Ray saves a bunch of checkpoints during a call of agent.train(). How do I know which one is the checkpoint with the best agent to load?
Is there any function like tune-analysis-output.get_best_checkpoint(path, mode="max") to explore different loading possibilities over the checkpoints?

1 Like

Yep, you can use

analysis = tune.Analysis(experiment_path)  # can also be the result of `tune.run()`

trial_logdir = analysis.get_best_logdir(metric="metric", mode="max")  # Can also just specify trial dir directly

checkpoints = analysis.get_trial_checkpoints_paths(trial_logdir)  # Returns tuples of (logdir, metric)
best_checkpoint = analysis.get_best_checkpoint(trial_logdir, metric="metric", mode="max")

See Analysis (tune.analysis) — Ray v2.0.0.dev0

1 Like

It seems that this is only available for ray.tune. My question is the availability of similar APIs when I use rllib.

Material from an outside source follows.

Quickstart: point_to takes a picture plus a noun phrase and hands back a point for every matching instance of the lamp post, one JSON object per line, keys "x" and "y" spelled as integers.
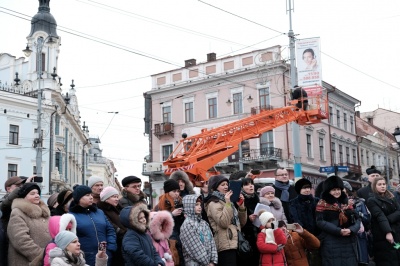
{"x": 38, "y": 142}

Would it be a viable alternative for you to use

analysis = tune.run(
    agent,
    # ...
)

instead of repeated calls to agent.train()?

1 Like

Probably could be if I knew it in advance.
I now have trained an agent for several days :slight_smile: and looking to see how can I extract the best saved checkpoint.

1 Like

Hey @oroojlooy , that’s a good reason to do this w/o tune (having already used trainer.train() for 7 days :smiley: ). Yeah, trainer.train() should still log stuff to ~/ray_results/[your algo name] … There should be a progress.csv file and a results.json file (that one will have the return values of the trainer.train() calls, one per row). I guess you would have to go through these line-by-line and find the best iteration, then use the respective checkpoint to restore your agent via:

trainer = [SomeTrainerClass](config=my_config)
trainer.restore([path to checkpoint file])

Yuhh, that is indeed an good reason to use tune()!
The issue with this path is that I have several training running for different environment and algorithms, makes it a bit hard to do that by hand. Probably, I’ll follow a path in the middle, write a piece of code to read that csv file and find the best checkpoint and then use that checkpoint :smiley:

Anyways, thanks for the answer. At least I know that there is not any free solution for this.